Dave Pountney

Personal information
- Full name: David Harold Pountney
- Date of birth: 12 October 1939 (age 85)
- Place of birth: Baschurch, Shropshire, England
- Position(s): Winger/Defender

Youth career
- Myddle

Senior career*
- Years: Team / Apps / (Gls)
- 1957–1963: Shrewsbury Town / 175 / (11)
- 1963–1968: Aston Villa / 113 / (7)
- 1968–1970: Shrewsbury Town / 58 / (1)
- 1970–1973: Chester City / 135 / (1)
- 1973–1976: Oswestry Town
- 1976– c 1979: Welshpool Town

= Dave Pountney =

English footballer

David Pountney (/ˈpaʊntni/; born 12 October 1939) is an English former footballer. He played in The Football League for Shrewsbury Town, Aston Villa and Chester City.
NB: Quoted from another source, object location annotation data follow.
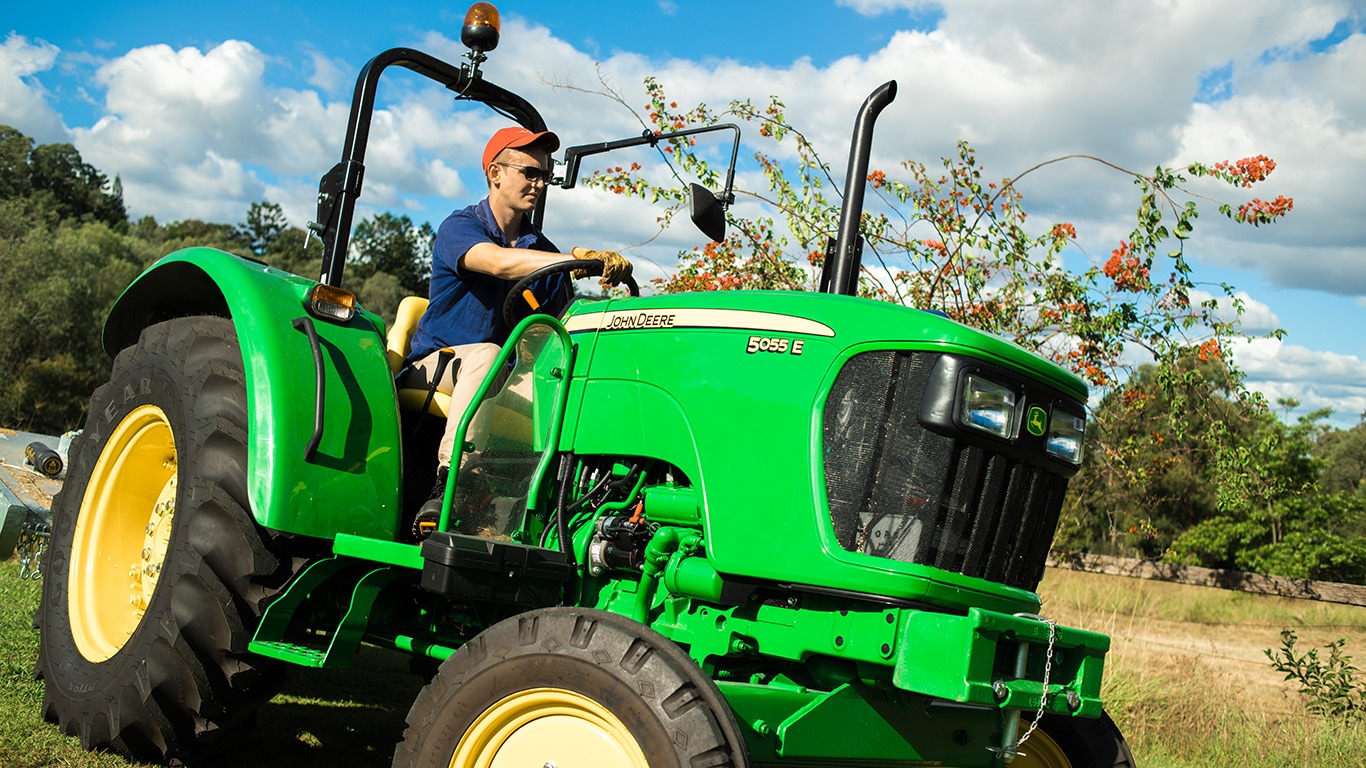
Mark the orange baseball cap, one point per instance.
(517, 137)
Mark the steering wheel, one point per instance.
(521, 301)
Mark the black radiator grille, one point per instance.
(903, 492)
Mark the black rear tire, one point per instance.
(167, 532)
(538, 686)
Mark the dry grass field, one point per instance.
(1189, 681)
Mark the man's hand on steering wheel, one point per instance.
(521, 301)
(615, 267)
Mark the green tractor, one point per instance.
(695, 530)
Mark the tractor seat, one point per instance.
(398, 346)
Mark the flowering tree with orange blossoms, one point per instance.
(955, 241)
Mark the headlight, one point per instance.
(1066, 436)
(988, 406)
(329, 302)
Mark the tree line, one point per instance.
(68, 249)
(1182, 462)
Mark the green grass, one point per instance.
(321, 719)
(1206, 707)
He played in several positions including winger and wing half.

==Playing career==
Pountney spent six years with Shrewsbury Town after signing in 1957 before making a £20,000 move to Football League First Division side Aston Villa in October 1963. Five years later he returned to Shrewsbury, combining playing with establishing his own sports business that he continues to own today.

In 1970, Pountney moved to Chester and made an immediate impact by scoring from 35 yards to help his new employers eliminate Shrewsbury from the Football League Cup. After leaving Chester at the end of the 1972–73 season, Pountney played for non–league sides Oswestry Town and Welshpool Town.